Un soldat polonais patrouille à la frontière avec la Biélorussie le 29 mai 2023

Un soldat polonais patrouille à la frontière avec la Biélorussie le 29 mai 2023 - WOJTEK RADWANSKI / AFP

La Pologne a annoncé jeudi déployer à terme quelque 10.000 soldats au niveau de sa frontière orientale avec la Biélorussie, alliée de Moscou, qui lui mène une "guerre hybride". Présence de soldats de Wagner, afflux migratoire, portes de l'Otan... la tension monte sur ces plus de 400 kilomètres de frontière commune.

La Pologne ne veut pas "sous-estimer" l'escalade de tensions autour de sa frontière avec la Biélorussie. Ce jeudi, elle a annoncé prévoir de déployer à terme quelque 10.000 soldats pour protéger, à titre "dissuasif", sa frontière orientale avec l'allié de Moscou.

Depuis la fin du mois de juin, après la mutinerie avortée des mercenaires de la milice russe Wagner contre les dirigeants du Kremlin, la situation est de plus en plus électrique aux portes de l'Otan. Varsovie accuse Minsk de lui mener une "guerre hybride" tandis que l'État présidé par Alexandre Loukachenko brouille les pistes.

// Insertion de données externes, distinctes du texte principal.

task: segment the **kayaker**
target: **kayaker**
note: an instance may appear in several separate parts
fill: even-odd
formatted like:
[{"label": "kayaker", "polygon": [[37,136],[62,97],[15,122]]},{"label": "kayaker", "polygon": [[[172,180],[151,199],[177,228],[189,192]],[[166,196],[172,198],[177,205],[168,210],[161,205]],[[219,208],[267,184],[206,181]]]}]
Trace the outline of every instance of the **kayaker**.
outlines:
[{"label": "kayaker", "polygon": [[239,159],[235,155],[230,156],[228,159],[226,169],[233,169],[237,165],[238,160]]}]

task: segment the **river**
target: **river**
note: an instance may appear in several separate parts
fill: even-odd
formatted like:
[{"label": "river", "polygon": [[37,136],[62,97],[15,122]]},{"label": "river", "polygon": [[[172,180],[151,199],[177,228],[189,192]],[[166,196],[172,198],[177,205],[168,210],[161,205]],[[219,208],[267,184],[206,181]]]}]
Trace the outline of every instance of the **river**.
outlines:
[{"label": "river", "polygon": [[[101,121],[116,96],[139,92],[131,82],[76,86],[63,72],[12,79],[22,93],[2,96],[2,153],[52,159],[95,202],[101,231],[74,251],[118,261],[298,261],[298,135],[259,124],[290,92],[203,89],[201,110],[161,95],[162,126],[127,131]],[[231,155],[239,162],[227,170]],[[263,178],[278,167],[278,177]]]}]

• Pourquoi la rébellion de Wagner est-elle à l'origine des tensions?

Fin juin, le groupe russe paramilitaire Wagner a cherché à renverser le pouvoir russe lors d'une rébellion éclair. Son chef Evguéni Prigojine a ensuite assuré que son soulèvement ne visait pas à renverser le pouvoir, mais à sauver Wagner d'un démantèlement par l'état-major russe, qu'il accuse d'incompétence dans le conflit en Ukraine débuté en février 2022.

Abandonnant leur mutinerie avant d'arriver à Moscou, les membres de Wagner ont par la suite été accueillis en Biélorussie, fidèle allié de la Russie, où ils devaient travailler comme "instructeurs" pour les forces de défense territoriale biélorusse. Cet accueil a été qualifié de "menace potentielle" pour la Pologne par le président Andrzej Duda.

Près d'un mois plus tard, le Premier ministre polonais Mateusz Morawiecki a affirmé que plus de 100 soldats du groupe co-fondé par Evgueni Prigojine se dirigeaient vers la frontière polonaise. Une information démentie début août par le président biélorusse Alexandre Loukachenko lui-même.

"J'ai entendu dire l'autre jour que la Pologne a paniqué, croyant qu'une unité de 100 personnes avait déménagé ici. Aucune unité de Wagner n'a déménagé ici. Et s'ils l'ont fait, ils l'ont fait uniquement pour transmettre leur expérience de combat aux brigades [biélorusses], qui sont stationnées à Brest et Grodno (tout près de la frontière polonaise, NDLR)", a-t-il assuré dans un communiqué.

Pourtant, les renseignements polonais et lituanien, pays membres de l'Otan, y voyaient une tentative claire de déstabilisation biélorusse. Selon Mateusz Morawiecki, Minsk a tenté d'envoyer des migrants vers l'ouest pour submerger les forces frontalières polonaises. Parmi ces migrants, figureraient même des soldats de Wagner.

• Pourquoi cette frontière est-elle particulièrement sensible?

La Pologne et la Biélorussie possèdent plus de 400 kilomètres de frontière en commun. Cette zone représente la porte d'entrée de l'Otan pour le duo Moscou/Minsk, ce qui explique en partie les craintes de Varsovie.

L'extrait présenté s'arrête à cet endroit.